AUGUSTA — A bill sponsored by Senate President Troy Jackson, D-Allagash, would require the State of Maine to support American manufacturing and the creation of jobs in Maine when it contracts for public works or services.
The bill — LD 1280, “An Act To Establish the Maine Buy American and Build Maine Act” — received a public hearing before the State and Local Government Committee on Monday.
“This bill puts forward a policy that I believe should have been in place a long time ago. I have always believed that if there is work to be done in Maine, it ought to be done by Maine workers. Where there is economic activity in our state, our businesses, workers and communities should benefit from it,” said President Jackson. “Year after year, Maine spends hundreds of millions of dollars on procurements and contracts. This work is done with the support of Maine taxpayers — it’s only fair to ensure that it provides some benefits back to them.”
Under current law, there’s little to stop the state from sending taxpayer dollars out of state, or from supporting companies that have outsourced jobs. President Jackson’s bill would require that all public works contracts contain a provision requiring that manufactured goods, including iron and steel, must be manufactured in the United states.

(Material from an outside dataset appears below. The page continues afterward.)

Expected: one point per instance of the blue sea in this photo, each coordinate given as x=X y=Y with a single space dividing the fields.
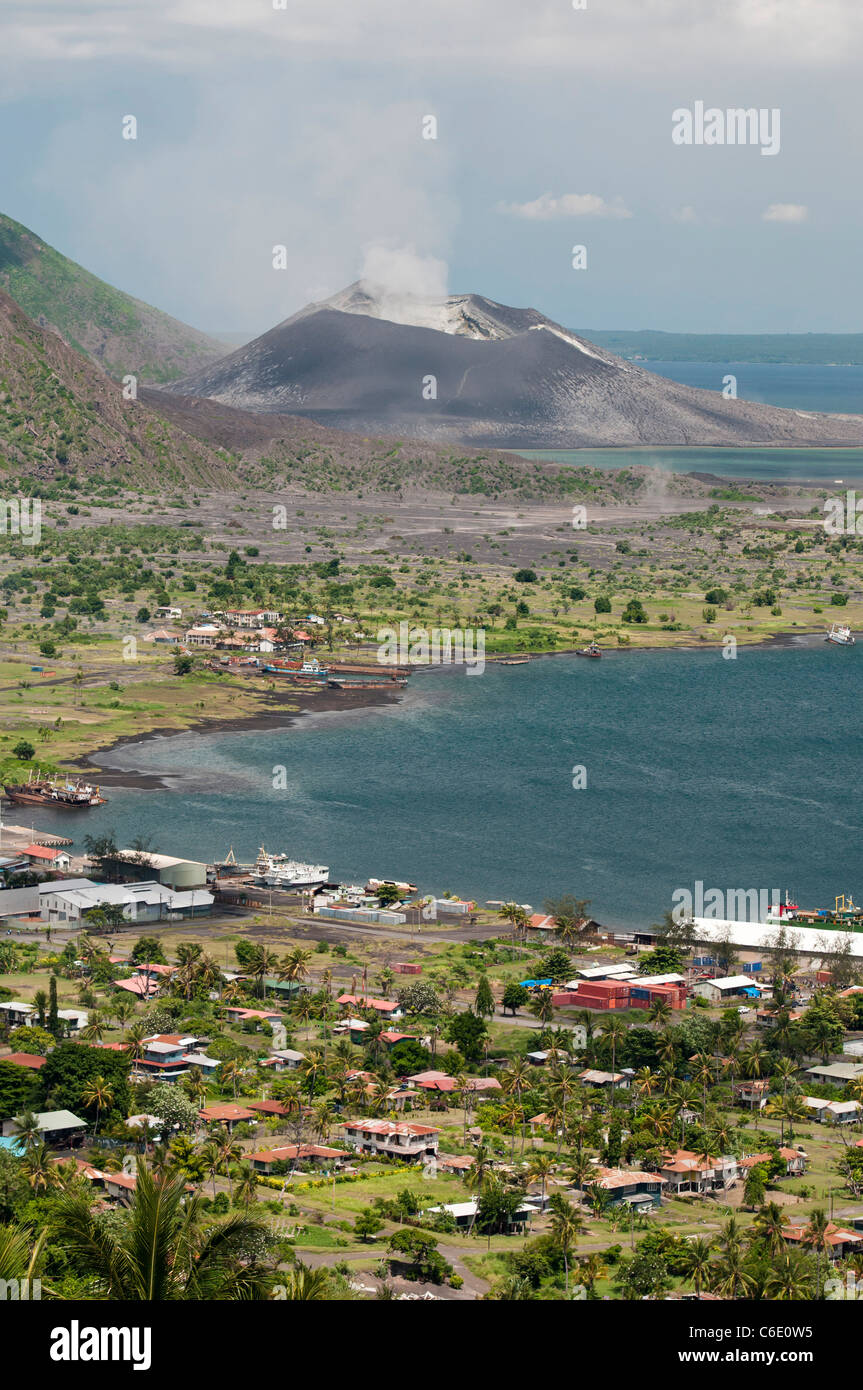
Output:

It also requires that if two or more substantially similar bids are submitted for a public works contract, preference must be given to a bid submitted by an in-state contractor. If an in-state contractor submits a higher bid than an out-of-state contractor, the bill would require the state to give the Maine contractor an opportunity to match the low bid.
“This issue hits close to home for me. I’ve seen first-hand what happens when business in Maine is done be people from far away, who take their wages with them when they leave our state. It puts our workers at a disadvantage and leaves holes in our communities,” said Jackson. “If Mainers had these jobs, they could have — and would have — invested their wages in their communities.”
The Maine AFL-CIO also spoke in favor of the proposal at the public hearing. The bill faces further work in the State and Local Government Committee.